The association also backed the removal of five Chief Executive Officers (CEOs) of banks namely Cecilia Ibru of Oceanic, Erastus Akingbola of Intercontinental, Sebastien Adigwe of Afribank, Okey Nwosu of Finbank and Barth Ebong of Union Bank last week, by the Central Bank of Nigeria (CBN) Governor, Malam Sanusi Lamido Sanusi.

In a speech delivered at the 2009 NBA Annual General Conference, the association's President, Mr. Oluwarotimi Akeredolu (SAN) lamented that corrupt individuals appear to have escaped justice despite assurances from the government that they would be exposed and punished.

His paper titled “NBA And The Quest For Real Development In Nigeria,” did not spare President Umaru Musa Yar'Adua for the menace that he said is the most “debilitating” in the country.

“The NBA has serious doubts concerning the commitment of government in combating the menace of corruption. There are outstanding issues of corrupt practices in government circles,” said he.

Akeredolu pointed out the Siemens bribery scandal in which some government officials were indicted. He went ahead to state that the panel set up to probe the Halliburton scandal is yet to inform Nigerians of the outcome.

“Not long after the Halliburton scandal became public knowledge and the government after a widespread condemnation by Nigerians, set up a panel with all the security chiefs as members. There has been no report, either interim or full ever since. The noise has died down and the government is back to the business of the 'Ruse of Law,' he stated.

The NBA President described Nigeria as a failed state because of the failure of democratic institutions such as the National Assembly, the executive and political parties to adequately represent the interests of the people.
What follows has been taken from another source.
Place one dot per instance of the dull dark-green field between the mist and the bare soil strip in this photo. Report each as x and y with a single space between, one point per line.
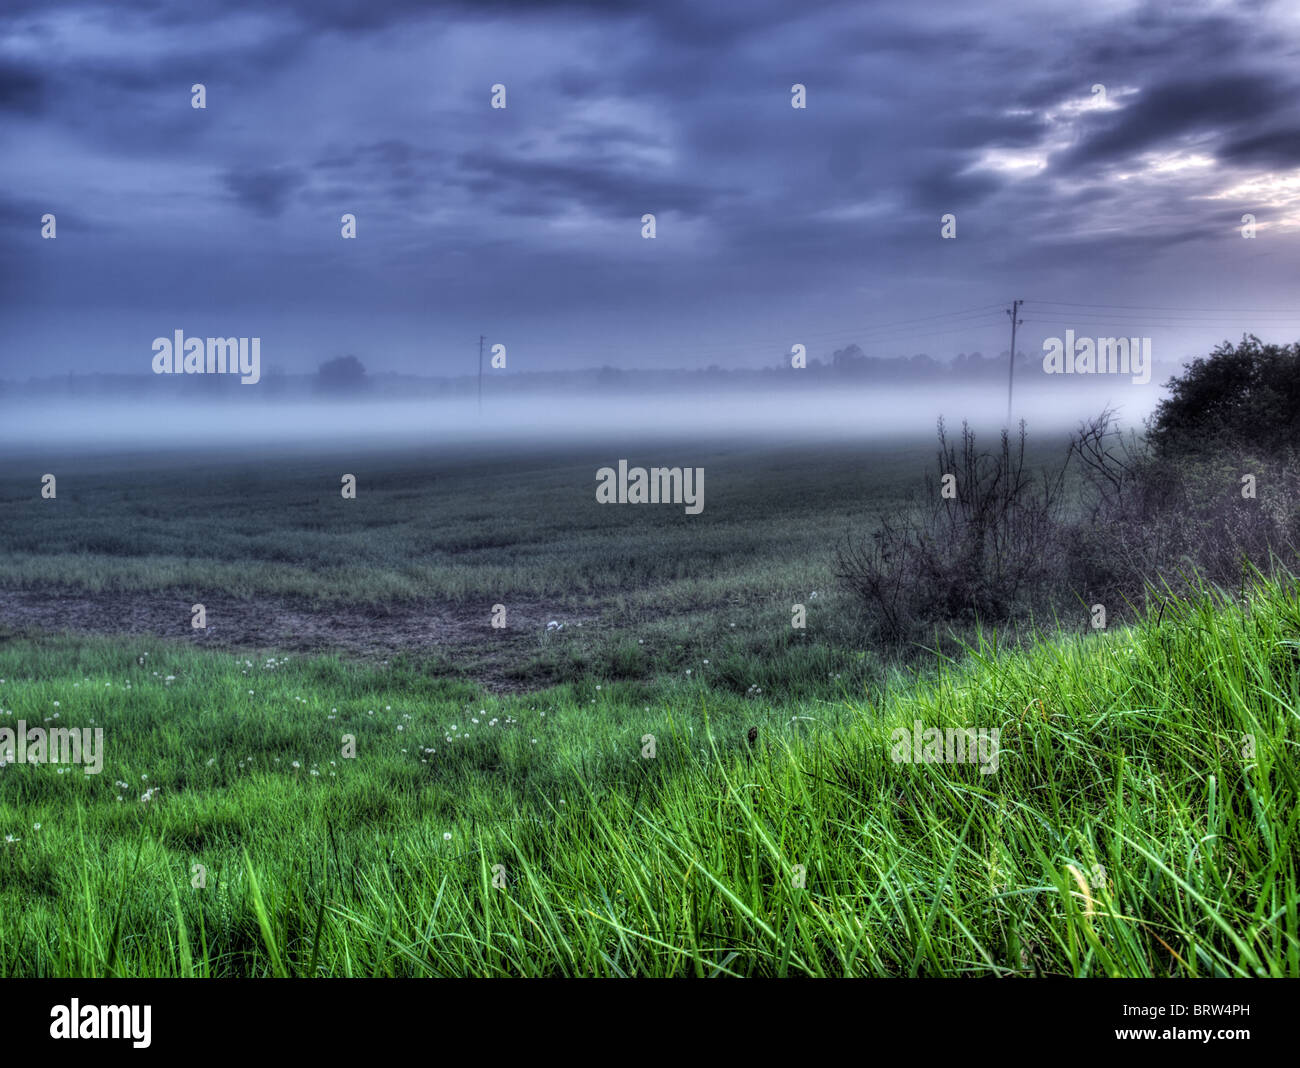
457 527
Akeredolu lamented the administration's failure to address key challenges including security, the Niger Delta crisis, constitutional and electoral problems.

The NBA questioned the competence of the Nigerian police. It challenged security officials to parade suspected criminals in the media, contending that only a competent court of law is permitted to pronounce or present anyone as guilty.
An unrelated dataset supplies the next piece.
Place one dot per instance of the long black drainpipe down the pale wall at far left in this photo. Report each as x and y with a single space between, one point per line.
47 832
“Our sensibilities are daily assailed by the so called parade often made by police officers when a few arrests have been made. The victims of this trial via electronic media are not permitted to defend themselves while the whole drama is on. The presumption of innocence that avails anyone accused of committing a crime is routinely denied those paraded on television,” said the NBA President.

Supporting the removal of the five CEOs, Akeredolu stated that “we are aware of what is happening in the banking industry. It is obvious that we are not happy with what is going on. So, NBA is solidly behind the governor of CBN in his quest to sanitize our banking industry”.

In his goodwill message, the Chief Justice of Nigeria (CJN), Justice Idris Kutigi, frowned on the slow pace of cases in courts and blamed it on frivolous application by legal practitioners. Represented by Justice Umaru Eri, Administrator, National Judicial Institute, Kutigi stressed the need for peace, humility and endu-rance in the activities of the bar.

The CJN observed that most legal practitioners in Nigeria are fixated on the use of litigation as a means of dispute resolution without recourse to other means such as Alternative Dispute Resolution mechanism.

He drew the attention of the bar to series of complaints that the current Fundamental Rights (Enforcement Procedure) Rules 1979 are not in tandem with the present day reality.

He said a Committee had been set up to look at a proposal jointly presented by the NBA and a non-government organization by name Access to Justice, to examine the recommendation and submit its report.